Jessica (Books: A true story) (booksatruestory) | 218 comments Mod
The thing I thought was most interesting about the interview was the chiclet comments. I totally agree with us being a "chiclet" society where we take small pieces of instant things, like music, and chew them up, throw them out and move on to something else.

But I really thing the move to digital music and the MP3 age was more than that. I think after the Beatles, and especially in the 90's and early 2000's, bands moved away from making albums and were more concerned with the one hit wonder route. I think teenagers of the time (because I was one) rebelled against this one good song, all the rest are bad songs by making mixed CD's and sharing the one good songs with their friends.

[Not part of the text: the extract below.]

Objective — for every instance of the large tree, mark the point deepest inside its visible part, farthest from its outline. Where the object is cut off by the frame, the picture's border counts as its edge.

It was painfully obvious on some CDs that they had put all their effort into one song and filled the rest of the CD with songs that weren't even worth listening to. I buy more albums today than I used to because bands can't survive on the one hit wonder route anymore. I think we've come full circle where bands are becoming more concerned with making quality albums again. Sorry if this is off topic, but it was just something I was thinking about.